Friday, September 23, 2005

Raja Halwani

Professor of Philosophy at The School of the Art Institute of Chicago, will be blogging soon! Check back for updates!


  • Dear Mr. Halwani:

    I read your piece, "Lies, Double Standards, and Culpable Falacies" on the EI site. It is so true that an organic movement can never be disbanded, it can only morph into whatever the need requires it to become. It is such a helpless feeling to see and read all that is happening, knowing that all the screaming in the world seems to fall on def ears.

    I'm a student without a teacher. Thank goodness I have the internet. I'm learning everyday about the history of the Middle East and it is so painful to see the disaster unfold on such a rich and vital center of humanity.

    I'll look for more of your writings in the days to come and thank you.
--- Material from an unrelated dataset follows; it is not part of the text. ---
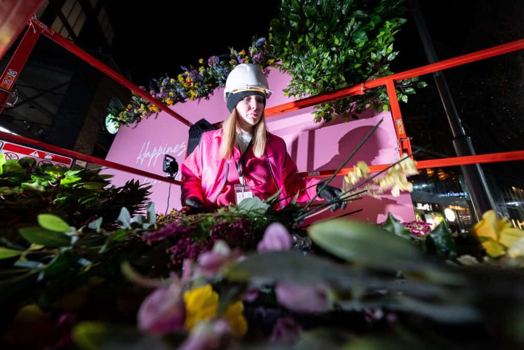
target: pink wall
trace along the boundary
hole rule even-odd
[[[273,94],[268,99],[267,107],[277,105],[291,100],[281,92],[289,77],[271,69],[268,77]],[[223,98],[222,89],[215,91],[208,100],[188,101],[172,106],[172,109],[190,121],[194,122],[205,118],[209,122],[221,121],[228,114]],[[335,169],[341,164],[366,134],[380,119],[384,122],[374,135],[350,161],[346,167],[358,161],[369,165],[387,164],[394,162],[398,152],[396,150],[397,140],[393,121],[389,112],[375,115],[367,112],[364,118],[345,123],[339,118],[328,123],[313,123],[310,108],[269,118],[266,120],[268,129],[286,141],[288,152],[295,160],[299,172],[312,172]],[[156,119],[143,121],[134,129],[123,127],[118,131],[106,159],[112,162],[133,166],[145,171],[164,175],[162,172],[163,154],[174,157],[179,164],[184,159],[189,128],[167,113],[160,113]],[[138,178],[141,183],[150,182],[153,192],[150,198],[155,203],[157,212],[163,213],[167,205],[169,185],[166,183],[143,177],[137,177],[123,172],[108,169],[108,173],[115,176],[113,183],[121,185],[130,178]],[[179,178],[177,177],[177,179]],[[332,183],[342,186],[342,177],[337,176]],[[180,191],[172,185],[169,199],[169,208],[180,207]],[[383,196],[381,200],[366,196],[348,206],[346,211],[361,208],[363,211],[353,216],[370,222],[380,222],[388,211],[403,221],[414,219],[411,196],[403,194],[394,198]],[[337,211],[336,215],[343,214]],[[315,216],[314,219],[332,216],[329,211]]]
    By Anonymous Ginger, at 2:36 PM  

  • Dear Raja.

    I cannot find an email adress for you anywhere on this blog or the SAIC site. I am writing this posting to see the possibility of doing an independant study with you this summer. Are you available?
    I am in the VCS program @ SAIC & would like to do an independant study on phenomenology and its precursors this summer if you are available. If not this summer, then possibly in the fall?
    my email address is

    thanks much,
    Bret Schneider

    By Blogger Lisa, at 8:36 AM  

  • Hi Raja,

    This is Nancy you remember me? I survived my brain surgery and I am back to bother you.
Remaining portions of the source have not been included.